It’s time to summarize current progress during the first round of GSoC 2019. I have finished a tool to indexing event logs into SQLite at a relative acceptable speed and worked out a prototype that can leverage SQLite to reduce the burden of memory management for large eventlog files, achieving the goal of the first round in my original proposal.

Fixing the Parser of ghc-events

There was a long-standing bug in ghc-events that this package cannot handle the par_balanced_copied field of the EVENT_GC_STATS_GHC event. This field was added in ghc-8.4.1, that means ghc-events and ThreadScope has been broken for every version of ghc compiler since 8.4.1.

The fix for the bug is trivial after understanding how mkEventTypeParsers works: adding another FixedSizeParser for EVENT_GC_STATS_GHC event that consumes 58 bits, and declare a new Maybe field in GCStatsGHC to contain the newly added par_balanced_copied value, and when the decoder meets an eventlog file that claims the EVENT_GC_STATS_GHC event has 58 bits, the new parser will be chose correctly.

(FixedSizeParser EVENT_GC_STATS_GHC (sz_capset + 2 + 5*8 + 4 + 8) (do  -- (heap_capset, generation, copied_bytes, slop_bytes, frag_bytes, par_n_threads, par_max_copied, par_tot_copied, par_balanced_copied)
    heapCapset   <- get
    gen          <- get :: Get Word16
    copied       <- get :: Get Word64
    slop         <- get :: Get Word64
    frag         <- get :: Get Word64
    parNThreads  <- get :: Get Word32
    parMaxCopied <- get :: Get Word64
    parTotCopied <- get :: Get Word64
    parBalancedCopied <- get :: Get Word64
    return GCStatsGHC{ gen = fromIntegral gen
                     , parNThreads = fromIntegral parNThreads
                     , parBalancedCopied = Just parBalancedCopied
                     , ..}

This patch has been organized as a pull request (ghc-events#47) and has been merged by the maintainer. After the fix, a new version of ghc-events (v0.9.0) has been released.

SQLite and ghc-events

In the proposal, we have a plan that leveraging the SQLite to managing events for us and ThreadScope can read parts of events from SQLite in a specified order, then build the view for users. Currently, I have resolved the challenge of indexing huge eventlog file into the SQLite database at a reasonable speed and have worked out a prototype of ThreadScope that loading events from SQLite. This part of work can be split into two subtasks: indexing event logs and query from SQLite. The former has been organized into a separate repository ghc-events-sqlite. The later has been pushed to my fork but hasn’t been submitted to the upstream repository yet.

The Performance of SQLite

In the beginning, the performance of SQLite is not very promising.
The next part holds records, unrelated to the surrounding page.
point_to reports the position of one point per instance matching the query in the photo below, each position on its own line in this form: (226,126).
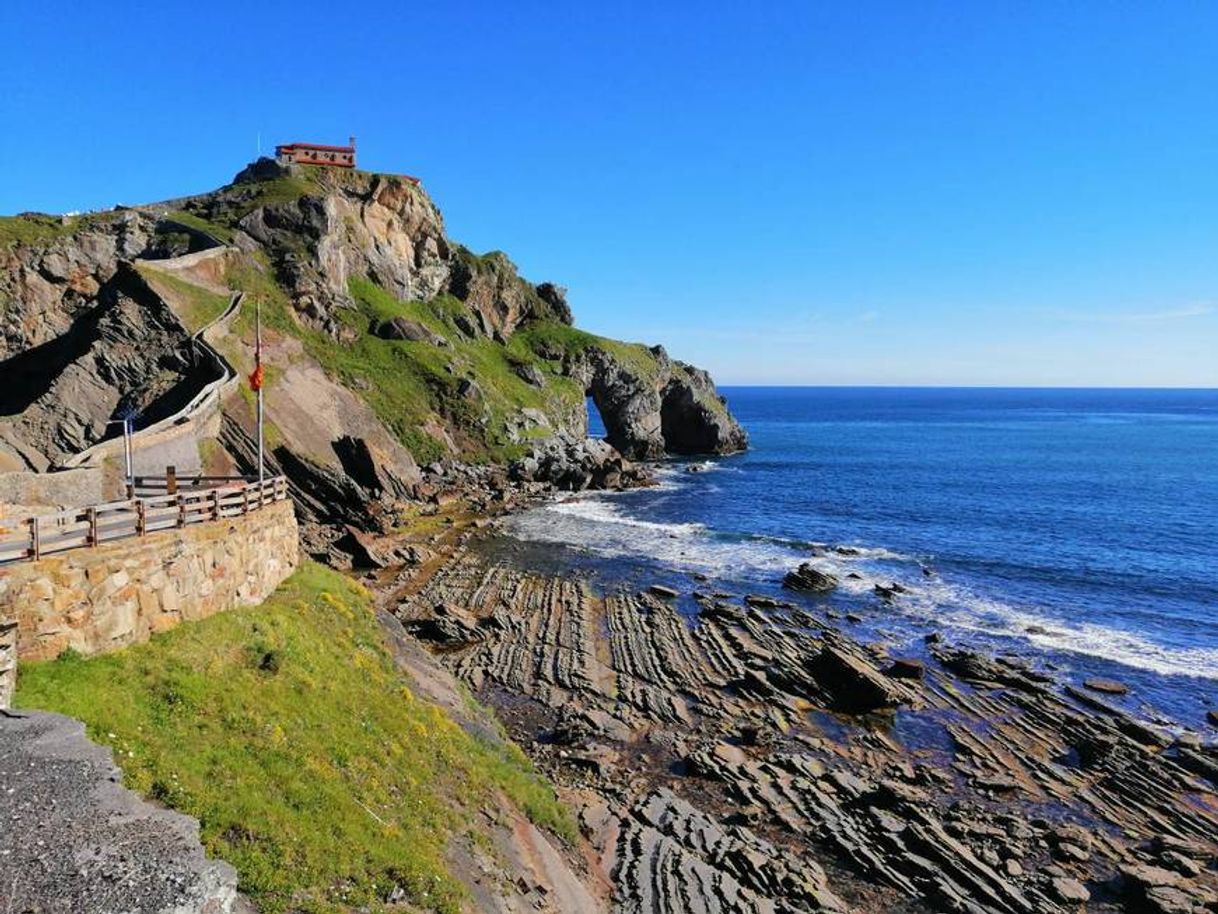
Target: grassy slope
(39,228)
(408,383)
(196,306)
(292,737)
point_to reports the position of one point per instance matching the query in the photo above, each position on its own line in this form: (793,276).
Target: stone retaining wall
(7,661)
(101,598)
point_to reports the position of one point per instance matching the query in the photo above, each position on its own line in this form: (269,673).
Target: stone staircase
(7,661)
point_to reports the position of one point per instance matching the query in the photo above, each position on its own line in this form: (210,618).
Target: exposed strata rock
(810,579)
(74,841)
(401,328)
(113,339)
(575,464)
(657,406)
(708,786)
(126,347)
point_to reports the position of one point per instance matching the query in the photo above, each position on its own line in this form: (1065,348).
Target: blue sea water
(1074,528)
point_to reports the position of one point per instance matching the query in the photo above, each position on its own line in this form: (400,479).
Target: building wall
(101,598)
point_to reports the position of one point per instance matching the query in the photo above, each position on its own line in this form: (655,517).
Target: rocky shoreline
(758,758)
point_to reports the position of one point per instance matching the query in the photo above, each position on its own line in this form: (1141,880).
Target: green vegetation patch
(289,733)
(40,228)
(196,222)
(196,306)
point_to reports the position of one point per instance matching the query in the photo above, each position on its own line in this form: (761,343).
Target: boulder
(530,374)
(905,668)
(401,328)
(1071,891)
(853,684)
(808,579)
(1107,686)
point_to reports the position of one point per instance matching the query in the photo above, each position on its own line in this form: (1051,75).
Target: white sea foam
(602,525)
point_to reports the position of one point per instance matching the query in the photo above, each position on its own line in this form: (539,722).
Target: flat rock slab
(1107,686)
(74,841)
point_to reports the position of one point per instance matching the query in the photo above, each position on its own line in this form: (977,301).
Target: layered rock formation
(387,345)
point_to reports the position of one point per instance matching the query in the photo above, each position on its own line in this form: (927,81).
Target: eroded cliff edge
(394,352)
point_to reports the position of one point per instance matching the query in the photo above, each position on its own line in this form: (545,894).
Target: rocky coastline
(754,756)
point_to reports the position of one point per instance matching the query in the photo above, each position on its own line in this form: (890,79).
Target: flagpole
(257,368)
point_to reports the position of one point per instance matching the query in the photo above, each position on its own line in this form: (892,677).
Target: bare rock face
(373,226)
(123,347)
(389,230)
(657,406)
(809,579)
(44,288)
(575,464)
(499,299)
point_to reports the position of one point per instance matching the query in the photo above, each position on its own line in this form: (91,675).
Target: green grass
(196,306)
(288,731)
(196,222)
(407,383)
(42,228)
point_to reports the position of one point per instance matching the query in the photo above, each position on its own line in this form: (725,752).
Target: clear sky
(793,193)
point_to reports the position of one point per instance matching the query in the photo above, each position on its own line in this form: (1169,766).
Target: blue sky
(884,193)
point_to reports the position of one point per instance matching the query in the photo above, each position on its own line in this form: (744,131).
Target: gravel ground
(72,839)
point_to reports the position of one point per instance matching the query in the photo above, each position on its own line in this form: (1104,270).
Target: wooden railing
(46,534)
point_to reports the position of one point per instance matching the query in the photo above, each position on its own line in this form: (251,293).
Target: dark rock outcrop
(809,579)
(853,685)
(575,464)
(653,406)
(401,328)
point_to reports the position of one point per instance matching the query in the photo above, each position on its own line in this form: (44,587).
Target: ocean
(1076,529)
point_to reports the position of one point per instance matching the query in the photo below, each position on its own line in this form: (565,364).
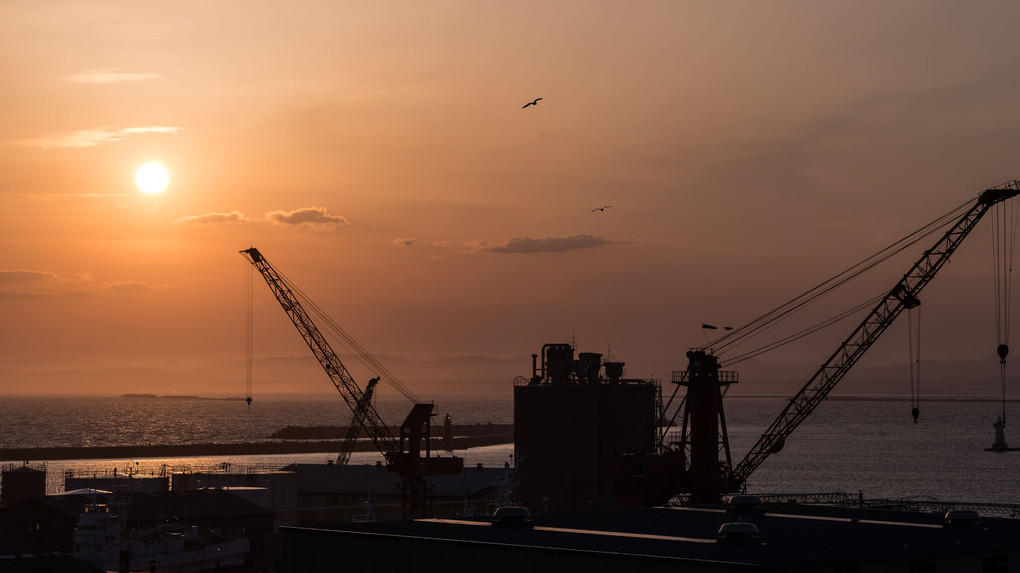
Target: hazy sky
(378,155)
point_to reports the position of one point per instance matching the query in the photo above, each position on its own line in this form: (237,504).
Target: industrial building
(793,537)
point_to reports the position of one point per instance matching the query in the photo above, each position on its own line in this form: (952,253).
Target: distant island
(174,397)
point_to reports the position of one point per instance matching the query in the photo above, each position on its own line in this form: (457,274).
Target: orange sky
(378,155)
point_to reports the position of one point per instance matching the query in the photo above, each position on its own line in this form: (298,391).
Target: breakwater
(464,436)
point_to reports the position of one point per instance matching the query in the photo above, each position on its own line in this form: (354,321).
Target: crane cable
(352,346)
(810,330)
(800,302)
(914,340)
(1003,243)
(249,339)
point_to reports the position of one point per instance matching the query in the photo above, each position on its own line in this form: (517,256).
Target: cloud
(92,138)
(308,217)
(109,75)
(44,297)
(210,218)
(549,245)
(11,276)
(129,287)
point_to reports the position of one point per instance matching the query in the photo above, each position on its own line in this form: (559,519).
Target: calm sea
(868,446)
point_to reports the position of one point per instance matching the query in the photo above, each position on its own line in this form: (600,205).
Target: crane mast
(903,296)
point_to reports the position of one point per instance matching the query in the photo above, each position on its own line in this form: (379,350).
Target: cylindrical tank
(20,483)
(614,370)
(589,364)
(559,362)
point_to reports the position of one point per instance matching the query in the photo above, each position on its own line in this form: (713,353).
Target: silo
(20,483)
(566,435)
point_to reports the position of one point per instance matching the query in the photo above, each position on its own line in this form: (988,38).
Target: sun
(152,177)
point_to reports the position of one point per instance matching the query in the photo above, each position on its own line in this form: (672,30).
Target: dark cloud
(209,218)
(44,297)
(311,217)
(10,276)
(550,245)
Our preliminary test shows that it requires about 2 minutes to indexing about 2,000,000 event logs into a temporary SQLite database in ramdisk. However, the size of the eventlog file is only about 50MB, and the performance is even worse than loading the whole eventlog into ThreadScope!

After detailed debugging and experiments, I found that the speed of indexing could be optimized by tweaking the settings of ThreadScope database. After adjusting the parameter journal_mode as MEMORY and turning synchronous OFF, now only about 4 seconds is used to indexing a 50-MB eventlog to SQLite DB. Compared the previous result (2 minutes), the performance of indexing is acceptable now.

Query Events from SQLite

In the previous implementation, a list of events will be sorted and partitioned with their cap property and will be displayed in GUI along with their timestamps. When querying events from SQLite, we can leverage the database engine to perform sorting and return the sorted result set directly.
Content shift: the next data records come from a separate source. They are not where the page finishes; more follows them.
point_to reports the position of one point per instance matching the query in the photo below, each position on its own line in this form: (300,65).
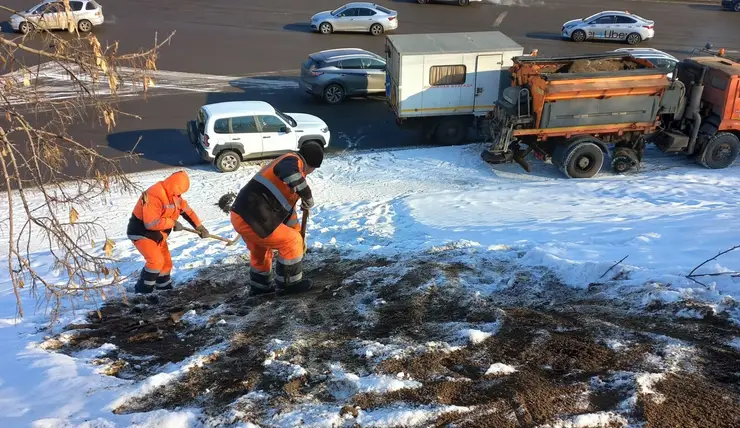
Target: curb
(701,2)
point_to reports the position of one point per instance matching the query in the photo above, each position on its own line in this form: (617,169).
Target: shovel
(304,221)
(220,238)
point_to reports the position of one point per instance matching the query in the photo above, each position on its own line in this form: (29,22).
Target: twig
(691,274)
(613,266)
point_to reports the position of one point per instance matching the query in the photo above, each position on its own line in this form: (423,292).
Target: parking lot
(258,46)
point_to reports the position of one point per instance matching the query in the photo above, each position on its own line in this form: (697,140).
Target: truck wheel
(228,161)
(624,159)
(578,36)
(450,132)
(633,38)
(582,160)
(720,151)
(25,27)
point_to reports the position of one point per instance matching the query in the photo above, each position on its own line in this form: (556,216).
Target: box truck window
(440,75)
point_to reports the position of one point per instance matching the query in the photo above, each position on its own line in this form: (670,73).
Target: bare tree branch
(693,276)
(45,195)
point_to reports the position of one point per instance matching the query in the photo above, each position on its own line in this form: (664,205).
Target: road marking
(52,82)
(500,18)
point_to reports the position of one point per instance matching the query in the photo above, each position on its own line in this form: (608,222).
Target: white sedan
(610,25)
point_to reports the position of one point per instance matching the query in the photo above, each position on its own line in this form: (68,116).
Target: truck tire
(578,36)
(450,132)
(228,161)
(720,151)
(582,160)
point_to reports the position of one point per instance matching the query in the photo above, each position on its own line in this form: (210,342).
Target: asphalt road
(237,38)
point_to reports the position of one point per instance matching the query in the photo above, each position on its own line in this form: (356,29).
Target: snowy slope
(667,219)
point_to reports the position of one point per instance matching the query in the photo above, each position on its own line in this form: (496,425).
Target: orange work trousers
(285,239)
(157,256)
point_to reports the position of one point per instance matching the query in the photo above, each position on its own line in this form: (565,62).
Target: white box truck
(445,83)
I set up an index in SQLite when creating the table, indexing on the cap and timestamp property.

DB.execute_ conn "CREATE TABLE evts (id INTEGER PRIMARY KEY, timestamp INTEGER, cap INTEGER, etype INTEGER, einfo TEXT);"
DB.execute_ conn "CREATE INDEX evts_cap_timestamp ON evts (cap, timestamp);"

In ThreadScope, when we need to load events on a given capability within the given range of time, we need to do something like

DB.query conn "select timestamp, etype, einfo from evts where cap = ? and timestamp >= ? and timestamp <= ? ORDER by timestamp ASC" (cap, start_ts, end_ts)
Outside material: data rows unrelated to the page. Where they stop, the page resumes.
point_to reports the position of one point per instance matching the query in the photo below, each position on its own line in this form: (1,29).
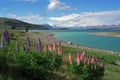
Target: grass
(112,71)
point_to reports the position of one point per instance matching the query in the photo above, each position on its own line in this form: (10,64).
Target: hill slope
(7,23)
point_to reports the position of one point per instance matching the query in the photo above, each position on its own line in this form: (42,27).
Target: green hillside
(7,23)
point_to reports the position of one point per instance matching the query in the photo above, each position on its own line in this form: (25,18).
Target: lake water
(82,37)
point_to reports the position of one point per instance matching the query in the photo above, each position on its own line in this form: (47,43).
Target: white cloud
(57,4)
(89,18)
(35,19)
(32,1)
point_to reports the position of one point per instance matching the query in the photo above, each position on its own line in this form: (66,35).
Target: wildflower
(59,50)
(54,57)
(54,45)
(45,47)
(50,47)
(78,59)
(38,45)
(92,60)
(17,46)
(6,36)
(2,42)
(70,58)
(28,42)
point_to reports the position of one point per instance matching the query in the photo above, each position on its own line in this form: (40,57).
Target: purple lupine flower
(38,45)
(28,43)
(17,46)
(26,48)
(54,57)
(6,36)
(2,42)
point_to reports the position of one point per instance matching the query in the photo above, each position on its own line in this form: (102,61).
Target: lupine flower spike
(6,36)
(38,45)
(59,50)
(45,47)
(17,46)
(28,42)
(70,58)
(54,45)
(50,47)
(2,42)
(78,59)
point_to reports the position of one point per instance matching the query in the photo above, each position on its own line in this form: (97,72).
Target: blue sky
(64,13)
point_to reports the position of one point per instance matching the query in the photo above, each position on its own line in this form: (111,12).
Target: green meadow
(13,62)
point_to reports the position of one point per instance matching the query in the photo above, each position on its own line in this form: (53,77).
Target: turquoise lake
(81,37)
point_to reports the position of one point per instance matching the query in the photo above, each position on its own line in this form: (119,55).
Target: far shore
(111,34)
(49,37)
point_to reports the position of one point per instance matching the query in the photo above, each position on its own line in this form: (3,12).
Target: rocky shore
(49,37)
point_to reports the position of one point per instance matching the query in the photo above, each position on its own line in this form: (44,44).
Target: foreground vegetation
(34,62)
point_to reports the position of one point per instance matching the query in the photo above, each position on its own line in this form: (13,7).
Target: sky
(63,13)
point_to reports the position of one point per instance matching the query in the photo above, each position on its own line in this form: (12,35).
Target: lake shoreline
(49,37)
(110,34)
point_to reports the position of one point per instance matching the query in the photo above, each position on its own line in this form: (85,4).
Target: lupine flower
(45,47)
(70,58)
(78,59)
(85,60)
(103,64)
(38,45)
(92,60)
(54,57)
(83,54)
(81,57)
(17,46)
(88,61)
(2,42)
(59,50)
(28,42)
(50,47)
(54,45)
(26,48)
(6,36)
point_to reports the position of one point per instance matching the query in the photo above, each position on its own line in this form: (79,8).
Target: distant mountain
(7,23)
(97,27)
(47,26)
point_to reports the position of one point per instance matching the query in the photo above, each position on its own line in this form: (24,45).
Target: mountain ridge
(8,23)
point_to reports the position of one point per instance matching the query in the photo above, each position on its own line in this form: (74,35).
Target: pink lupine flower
(50,47)
(6,36)
(28,42)
(54,45)
(17,46)
(45,47)
(70,58)
(85,60)
(88,61)
(78,59)
(83,54)
(92,60)
(54,56)
(38,45)
(81,57)
(2,44)
(59,50)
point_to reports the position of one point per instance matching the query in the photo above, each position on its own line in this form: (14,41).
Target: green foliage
(86,73)
(13,27)
(26,28)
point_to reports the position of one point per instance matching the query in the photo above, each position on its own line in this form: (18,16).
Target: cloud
(89,18)
(34,19)
(32,1)
(57,4)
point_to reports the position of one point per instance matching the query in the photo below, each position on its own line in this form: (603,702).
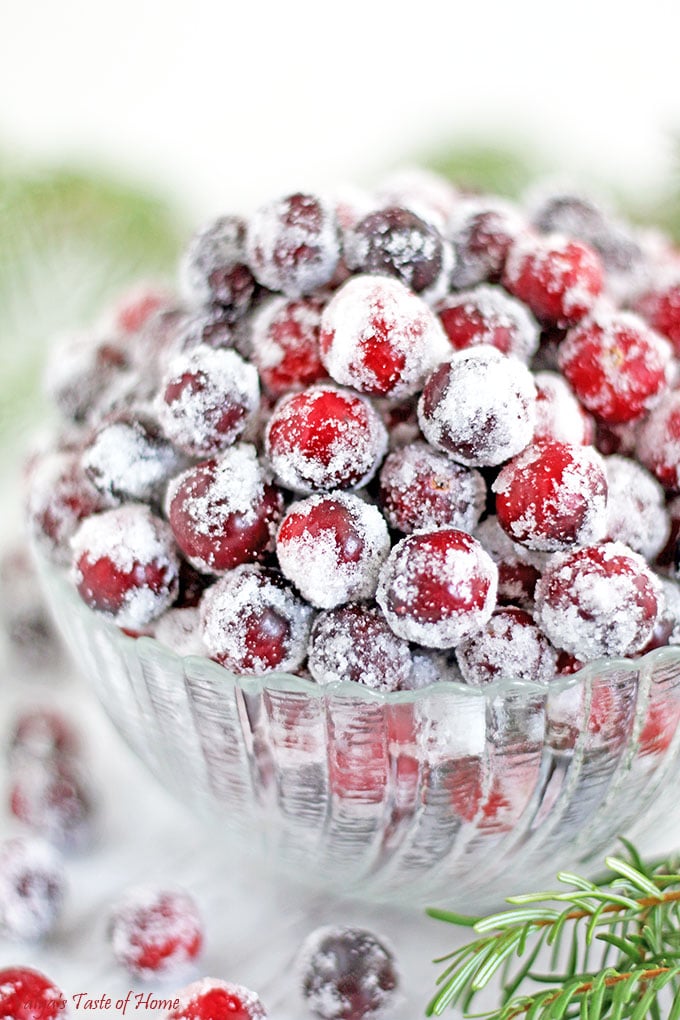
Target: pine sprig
(614,948)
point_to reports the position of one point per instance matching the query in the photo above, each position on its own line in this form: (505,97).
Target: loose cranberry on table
(332,547)
(324,438)
(380,338)
(211,999)
(348,973)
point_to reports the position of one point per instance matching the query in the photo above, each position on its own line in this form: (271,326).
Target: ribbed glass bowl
(450,795)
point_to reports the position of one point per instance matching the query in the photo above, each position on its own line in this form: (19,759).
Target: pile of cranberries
(385,438)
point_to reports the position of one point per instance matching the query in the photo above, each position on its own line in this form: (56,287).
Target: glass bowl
(450,795)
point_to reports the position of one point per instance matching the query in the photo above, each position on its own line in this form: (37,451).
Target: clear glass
(450,795)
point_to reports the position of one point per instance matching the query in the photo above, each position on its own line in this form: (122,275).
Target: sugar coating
(247,598)
(479,407)
(314,560)
(33,882)
(636,511)
(373,321)
(194,417)
(606,606)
The result set is guaranteed sorted by the timestamp field, and there is no need sorting the List (or Vector) again in Haskell code, thus reduce the memory usage. My experiments shows that when query events on a given capability, the index could reduce the time from about 0.5 seconds to about 0.15 seconds. By using the EXPLAIN QUERY PLAN query I can confirm that the index is used when executing the event query.

Put Things Together

There is already a prototype that loading events from the SQLite database and build the view for users, but there are still many problems with the current design. The 0.1 second that consumed by the query is still much slower, and the user can feel a pause when drag the timeline bar, compared with the original design that keeping all event records in memory.

The view is still incorrect in this prototype. The biggest challenge is about how to build a partial view on GUI correctly. Many kinds of events, like ThreadStart and ThreadStop, need to be grouped as pairs when displaying them on GUI. However, when constructing the view with events that within the given range directly, such context may be lost because of the corresponding start or stop lies out of the selected time range.

Plan for the Next Round

My work during the first round shows that our SQLite plan is promising to manage event logs and could reducing the burden like partial file reading (and parsing) as well as memory management. Basically, I have achieved the goal of the first round development in my proposal.

I will address the issue of incorrect partial view during the second round development. Another challenge is that we still need to improve the performance of querying from SQLite. Querying events for a time span within about 0.15 seconds sounds promising, but we still could feel a significant pause when dragging the timeline bar to change the view. Something like caching may help, and the settings of SQLite may need more careful tweaks.